As our devices come on line and out world becomes increasingly more convenient and real time so some aspects of our lives are likely to get more and more real time too. Have you ever broken down roadside and spent what feels like hours negotiating rescue from AAA or Bob’s Tow ‘n’ Go. Have you ever looked at the mess after that great dinner party and thought “I need a maid and I need her now!”  Have you ever had a spare slot in your schedule and thought “Hair…I have to get my hair cut before that interview tomorrow…who can see me now”…or stared at the lake of backed up sewage in your guests bathroom and prayed for a big red “plumber” button on your phone. It’s going to happen…and sooner than you think. Along with the rise of the internet came the fall of traditional media…especially local media. Local businesses have largely lost faith with the traditional which used to bring them new clients but have entirely failed to come to grips with the complex and potentially disastrously expensive mess of new media. In the same way you wish you had a big red “Plumber” button there are thousands of plumbers out there with gaps in their schedules wishing they had a big red “customer” button…and they will…soon.

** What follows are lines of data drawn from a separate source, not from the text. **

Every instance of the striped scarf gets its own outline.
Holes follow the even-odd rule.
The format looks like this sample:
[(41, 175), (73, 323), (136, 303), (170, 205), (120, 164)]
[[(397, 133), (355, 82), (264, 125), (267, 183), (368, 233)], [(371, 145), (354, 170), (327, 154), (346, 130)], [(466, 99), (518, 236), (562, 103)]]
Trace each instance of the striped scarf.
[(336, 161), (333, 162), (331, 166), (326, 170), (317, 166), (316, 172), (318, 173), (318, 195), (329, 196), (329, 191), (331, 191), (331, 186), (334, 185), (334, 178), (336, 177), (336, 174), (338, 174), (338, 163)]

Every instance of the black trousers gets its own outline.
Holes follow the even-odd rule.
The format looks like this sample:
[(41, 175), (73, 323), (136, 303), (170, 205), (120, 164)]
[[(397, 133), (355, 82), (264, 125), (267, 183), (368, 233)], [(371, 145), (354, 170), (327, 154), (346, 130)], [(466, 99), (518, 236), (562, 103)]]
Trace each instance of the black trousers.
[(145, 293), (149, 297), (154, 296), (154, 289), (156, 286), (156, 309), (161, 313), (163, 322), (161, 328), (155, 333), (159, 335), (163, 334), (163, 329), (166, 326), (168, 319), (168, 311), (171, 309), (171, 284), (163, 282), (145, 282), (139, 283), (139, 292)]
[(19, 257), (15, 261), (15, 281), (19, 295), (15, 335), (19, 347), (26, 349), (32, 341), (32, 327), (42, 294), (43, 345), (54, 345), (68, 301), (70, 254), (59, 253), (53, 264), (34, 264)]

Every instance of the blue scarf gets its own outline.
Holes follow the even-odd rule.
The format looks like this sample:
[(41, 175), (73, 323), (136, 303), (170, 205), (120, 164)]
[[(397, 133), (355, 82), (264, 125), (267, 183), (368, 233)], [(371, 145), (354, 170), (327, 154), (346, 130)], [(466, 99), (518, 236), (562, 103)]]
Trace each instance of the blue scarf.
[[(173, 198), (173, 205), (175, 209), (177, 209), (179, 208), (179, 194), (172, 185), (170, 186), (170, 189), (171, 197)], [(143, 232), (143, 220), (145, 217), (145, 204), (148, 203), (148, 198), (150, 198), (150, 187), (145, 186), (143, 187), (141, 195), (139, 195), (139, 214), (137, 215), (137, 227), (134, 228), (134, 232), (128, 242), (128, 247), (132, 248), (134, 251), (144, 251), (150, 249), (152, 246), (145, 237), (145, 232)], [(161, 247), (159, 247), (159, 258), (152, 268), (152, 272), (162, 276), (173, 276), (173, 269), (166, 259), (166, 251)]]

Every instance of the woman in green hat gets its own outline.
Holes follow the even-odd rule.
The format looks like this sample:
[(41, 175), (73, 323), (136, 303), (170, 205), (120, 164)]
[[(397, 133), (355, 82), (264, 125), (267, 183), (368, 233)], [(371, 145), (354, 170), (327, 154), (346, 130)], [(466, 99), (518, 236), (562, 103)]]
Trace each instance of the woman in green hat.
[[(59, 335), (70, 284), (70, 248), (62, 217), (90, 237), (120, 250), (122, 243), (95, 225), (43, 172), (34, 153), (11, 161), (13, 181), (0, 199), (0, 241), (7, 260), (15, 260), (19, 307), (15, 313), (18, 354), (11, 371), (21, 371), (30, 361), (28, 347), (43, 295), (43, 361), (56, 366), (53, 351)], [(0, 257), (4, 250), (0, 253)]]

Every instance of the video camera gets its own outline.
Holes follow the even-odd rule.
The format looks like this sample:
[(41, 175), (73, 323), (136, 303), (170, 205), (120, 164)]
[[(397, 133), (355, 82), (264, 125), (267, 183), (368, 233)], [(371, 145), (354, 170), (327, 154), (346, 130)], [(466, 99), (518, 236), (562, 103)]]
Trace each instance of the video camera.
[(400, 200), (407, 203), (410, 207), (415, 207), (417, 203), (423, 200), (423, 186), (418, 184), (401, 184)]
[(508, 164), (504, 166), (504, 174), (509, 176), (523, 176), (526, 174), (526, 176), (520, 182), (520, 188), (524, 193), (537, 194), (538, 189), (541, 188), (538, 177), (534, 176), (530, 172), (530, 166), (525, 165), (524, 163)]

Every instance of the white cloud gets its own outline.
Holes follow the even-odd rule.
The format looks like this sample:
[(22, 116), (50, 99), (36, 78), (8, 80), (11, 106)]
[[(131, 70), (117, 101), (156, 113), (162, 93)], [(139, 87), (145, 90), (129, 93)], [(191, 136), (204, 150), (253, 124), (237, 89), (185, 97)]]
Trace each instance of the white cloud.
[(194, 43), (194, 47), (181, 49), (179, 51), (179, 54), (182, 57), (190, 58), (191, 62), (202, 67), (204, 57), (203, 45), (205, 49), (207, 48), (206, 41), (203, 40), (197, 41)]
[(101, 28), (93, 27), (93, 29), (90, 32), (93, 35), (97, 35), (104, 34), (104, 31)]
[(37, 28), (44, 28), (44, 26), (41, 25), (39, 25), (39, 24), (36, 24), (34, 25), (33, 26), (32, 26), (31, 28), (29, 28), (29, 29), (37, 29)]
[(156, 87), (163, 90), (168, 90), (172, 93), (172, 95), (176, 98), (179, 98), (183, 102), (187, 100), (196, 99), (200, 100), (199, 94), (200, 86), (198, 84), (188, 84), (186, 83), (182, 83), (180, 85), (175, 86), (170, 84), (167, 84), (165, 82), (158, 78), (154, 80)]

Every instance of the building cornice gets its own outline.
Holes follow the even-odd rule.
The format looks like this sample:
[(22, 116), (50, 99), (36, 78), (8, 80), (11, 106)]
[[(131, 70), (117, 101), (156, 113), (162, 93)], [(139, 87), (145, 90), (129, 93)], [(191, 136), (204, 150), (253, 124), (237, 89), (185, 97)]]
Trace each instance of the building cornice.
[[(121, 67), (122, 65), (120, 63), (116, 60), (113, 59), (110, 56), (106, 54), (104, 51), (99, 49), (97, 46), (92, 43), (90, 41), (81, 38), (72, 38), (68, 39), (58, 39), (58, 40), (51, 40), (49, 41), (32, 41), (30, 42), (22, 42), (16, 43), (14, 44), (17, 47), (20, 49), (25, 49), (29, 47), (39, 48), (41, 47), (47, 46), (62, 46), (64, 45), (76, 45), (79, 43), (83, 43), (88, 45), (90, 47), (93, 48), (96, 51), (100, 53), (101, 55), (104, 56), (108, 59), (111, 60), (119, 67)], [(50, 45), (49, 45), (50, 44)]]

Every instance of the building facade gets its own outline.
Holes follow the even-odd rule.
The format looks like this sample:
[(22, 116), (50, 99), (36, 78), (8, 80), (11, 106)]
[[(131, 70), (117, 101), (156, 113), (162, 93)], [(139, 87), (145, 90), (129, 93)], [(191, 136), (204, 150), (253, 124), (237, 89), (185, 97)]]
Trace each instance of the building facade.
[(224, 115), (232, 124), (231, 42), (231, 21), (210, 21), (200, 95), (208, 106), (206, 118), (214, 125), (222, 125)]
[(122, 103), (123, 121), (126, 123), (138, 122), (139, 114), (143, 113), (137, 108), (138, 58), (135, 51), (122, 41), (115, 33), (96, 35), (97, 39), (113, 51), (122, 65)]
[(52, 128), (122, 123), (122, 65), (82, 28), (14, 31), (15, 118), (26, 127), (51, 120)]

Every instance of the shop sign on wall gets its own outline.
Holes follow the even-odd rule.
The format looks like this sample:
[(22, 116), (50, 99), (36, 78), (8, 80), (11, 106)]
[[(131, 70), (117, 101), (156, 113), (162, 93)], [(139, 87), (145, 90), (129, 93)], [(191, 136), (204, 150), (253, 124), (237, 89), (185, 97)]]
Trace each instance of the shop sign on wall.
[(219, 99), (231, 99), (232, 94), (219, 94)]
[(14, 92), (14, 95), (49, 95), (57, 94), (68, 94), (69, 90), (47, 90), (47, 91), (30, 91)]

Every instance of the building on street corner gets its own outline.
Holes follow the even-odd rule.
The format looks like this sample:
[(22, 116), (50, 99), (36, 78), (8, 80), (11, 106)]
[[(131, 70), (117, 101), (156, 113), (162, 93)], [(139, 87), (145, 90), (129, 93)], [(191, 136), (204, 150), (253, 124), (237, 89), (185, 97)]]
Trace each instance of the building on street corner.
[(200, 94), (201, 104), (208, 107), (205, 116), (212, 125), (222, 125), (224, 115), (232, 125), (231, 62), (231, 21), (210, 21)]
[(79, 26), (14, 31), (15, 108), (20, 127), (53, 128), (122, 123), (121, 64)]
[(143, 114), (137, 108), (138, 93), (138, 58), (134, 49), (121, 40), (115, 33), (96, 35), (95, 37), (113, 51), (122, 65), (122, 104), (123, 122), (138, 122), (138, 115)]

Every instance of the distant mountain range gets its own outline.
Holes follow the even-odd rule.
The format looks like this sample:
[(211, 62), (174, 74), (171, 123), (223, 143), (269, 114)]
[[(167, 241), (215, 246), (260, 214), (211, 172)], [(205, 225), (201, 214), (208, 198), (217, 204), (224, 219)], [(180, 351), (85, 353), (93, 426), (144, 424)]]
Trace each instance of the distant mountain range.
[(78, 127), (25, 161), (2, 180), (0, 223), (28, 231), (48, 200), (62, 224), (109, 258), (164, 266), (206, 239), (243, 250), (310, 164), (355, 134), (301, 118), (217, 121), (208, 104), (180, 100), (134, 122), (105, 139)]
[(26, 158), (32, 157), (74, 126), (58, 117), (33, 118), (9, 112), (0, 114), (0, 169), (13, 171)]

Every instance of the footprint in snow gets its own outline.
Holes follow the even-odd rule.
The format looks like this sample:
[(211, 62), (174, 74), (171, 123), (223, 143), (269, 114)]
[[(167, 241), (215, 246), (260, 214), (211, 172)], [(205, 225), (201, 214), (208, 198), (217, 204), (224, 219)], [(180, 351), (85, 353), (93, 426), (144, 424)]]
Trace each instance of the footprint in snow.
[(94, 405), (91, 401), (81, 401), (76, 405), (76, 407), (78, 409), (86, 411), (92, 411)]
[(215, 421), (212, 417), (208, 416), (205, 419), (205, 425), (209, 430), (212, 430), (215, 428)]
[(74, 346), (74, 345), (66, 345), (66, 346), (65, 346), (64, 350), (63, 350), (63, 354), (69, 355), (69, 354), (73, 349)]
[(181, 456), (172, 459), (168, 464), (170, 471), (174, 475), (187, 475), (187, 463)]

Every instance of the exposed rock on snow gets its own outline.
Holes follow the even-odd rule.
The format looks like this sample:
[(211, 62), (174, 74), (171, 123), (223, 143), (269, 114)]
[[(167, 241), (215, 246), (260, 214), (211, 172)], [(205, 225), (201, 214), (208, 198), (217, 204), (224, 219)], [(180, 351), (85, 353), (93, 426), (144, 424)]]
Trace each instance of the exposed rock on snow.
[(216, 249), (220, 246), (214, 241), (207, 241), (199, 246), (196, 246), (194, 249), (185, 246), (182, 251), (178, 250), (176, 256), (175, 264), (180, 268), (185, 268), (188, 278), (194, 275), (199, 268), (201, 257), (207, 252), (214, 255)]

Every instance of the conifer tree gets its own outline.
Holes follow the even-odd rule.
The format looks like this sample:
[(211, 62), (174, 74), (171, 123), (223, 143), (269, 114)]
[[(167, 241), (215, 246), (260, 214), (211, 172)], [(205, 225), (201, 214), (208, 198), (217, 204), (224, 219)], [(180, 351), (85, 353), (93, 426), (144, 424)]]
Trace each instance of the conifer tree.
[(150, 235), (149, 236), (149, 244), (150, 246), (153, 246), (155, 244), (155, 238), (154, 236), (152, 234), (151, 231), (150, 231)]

The sea change has already happened, we just haven quite understood the magnitude of it yet.  Pretty much everyone with an income has a smart phone with internet access.  We are well used to talking to service providers to book jobs…what’s stopping us from smoothing out the last points of contact between customer and provider to produce the Internet of “Now” for all kinds of service providers. The answer is money, technology, vision and delivery…which is where Search Initiatives comes in…we have all four.   What we do today is connect tens of thousands of service providers (Doctors, lawyers, plumbers, landscapers, electricians and beauty spas with millions of thousands of potential customers. We do that by exposing carefully crafted and targeted ads through the crazy matrix of search, social media, real time display re-targeting to customers with a real need. We do that in real time and at enormous scale. The person to person contact is delivered through the good old fashioned phone call…the one medium understood and trusted by all those involved.  What we are doing right now is very fast…is it real-time-on-demand and now to the point where we are able to immediately match need to provider so that all the clients who need plumbers are perfectly match immediately with the nearest plumber with immediate availability…not quite. But it’s coming and when it does you may rest assured that Search Initiatives will be the folk behind the big “NOW” button on your phone…and on your plumbers phone.

So as you get used to the idea of your refrigerator reminding you to pick up milk, or your watch telling you that you are 1,000 paces short of your exercise goal, get used to the idea that waiting to get help with all of the other things your life throws at you is going to be a thing of the past. Welcome to the Internet of Now.